Trois images du pouvoir
L'image et le pouvoir Je est un autre par le jeu du miroir
*
Pénélope
peut être Marguerite de Bourgogne, conduite à Amboise en 1483,
à l'âge de 3 ans, en tant que fiancée promise au dauphin de
10 ans son aîné, le futur Charles VIII. Marguerite, à l'instar de Pénélope, a attendu de longues années à la cour de France le jour promis de son mariage. Ou Anne de Bretagne que Charles VIII épouse en 1491 pour des raisons politiques après
que l'on a renvoyé Marguerite avec sa dot à son père, l'empereur
Maximilien 1er.
Les divinités et héros de l'antiquité gréco-latine n'ont jamais cessé d'être le support d'images (et donc de messages) royales ou princières. Les saintes et les saints chrétiens ont réticence à participer à des scènes qu'ils jugent impies. Les artistes, à la demande de leurs souverains, ont su alterner les scènes d'inspiration chrétienne et païenne. Cette dynamique théâtrale est loin de toute liturgie religieuse chrétienne car il est difficile de montrer un souverain sur la croix ou écorché vif ou empalé. Mais que d'aventures chevaleresques ou " singeant " les héros ou divinités païennes gréco-latines ! * L'image, quelle qu'elle soit, veut montrer, prouver au besoin. Elle porte en elle (dévoilée/voilée), une interrogation sur le pouvoir, à la fois sue et insue. Comme la religion révélée dont elle procède alors, elle montre sur le mode théâtral et rituel pour instituer ce qui doit être. Les
élaborations mythologiques (images, sculptures et textes) sont réalisées,
via les artistes et publicistes, par le pouvoir (ici, royal) qui occupe toutes
les places dans cette construction : commande et paiement, choix du sujet et de
son support, diffusion
En ces années,
le légendaire Pharamond est toujours considéré comme le premier
roi de France, rédacteur présumé de la loi salique (les femmes
et les filles sont écartées définitivement du pouvoir royal).
Mais, pour tous, le vrai fondateur de la monarchie est Clovis, archétype
de tous les rois de France, qualifié de saint à la fin du Moyen
Âge, acquérant alors certains attributs de sainteté : les
miracles et le pouvoir d'intercession.
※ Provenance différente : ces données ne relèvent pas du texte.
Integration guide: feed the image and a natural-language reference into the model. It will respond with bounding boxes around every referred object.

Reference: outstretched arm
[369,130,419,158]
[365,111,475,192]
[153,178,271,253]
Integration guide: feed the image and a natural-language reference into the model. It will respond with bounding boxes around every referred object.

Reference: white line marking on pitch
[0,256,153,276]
Au cours des XIVe et XVe siècles,
saint Clovis est devenu le type idéal du roi de France, alliant en sa personne
l'héroïsme chevaleresque et les vertus chrétiennes La comparaison des rois de France avec David, vainqueur du géant philistin Goliath, remonte aux Carolingiens. Dès 1300, le titre envié et exalté de " très chrétienne maison de France " est parfois associé à la mythique filiation juive des rois de France. Dans son traité Opus christianissimum seu Davidicum écrit entre 1494 et 1497 et offert à Charles VIII, tout en soulignant les origines divines de la fleur de lys, Giovanni Angelo Terzone de Legonissa, un franciscain italien émigré à la cour de France depuis 1492, réfute l'origine troyenne des rois français, proclame la judéité des Francs et établit la descendance directe des rois de France avec la lignée de David, donc du Christ, prétendant que Charles VIII descend d'Adam et de la création directe de Dieu. Ce texte au ton eschatologique assimile ainsi la France au nouveau royaume élu de Dieu. L'association du roi et d'Hercule n'est pas nouvelle ; il y a longtemps que les souverains français se reconnaissent dans la légende qui veut qu'Hercule ait engendré la dynastie gauloise. Les Gaulois ont créé la légende du passage d'Héraclès en Gaule qu'il aurait civilisée. Fondateur d'Alésia, il aurait épousé la fille du roi de la Celtique et leur fils, le roi Galatès, aurait donné son nom aux peuples qu'il gouvernait. Jean
Lemaire de Belges, vers 1500, dans Illustrations de Gaule et singularitez de
Troye, tente de démontrer l'antiquité des princes gaulois ainsi
que celle de leur parenté troyenne. Jean Lemaire de Belges reconstruit
le mythe : les Gaulois sont les ancêtres des Troyens, et non l'inverse.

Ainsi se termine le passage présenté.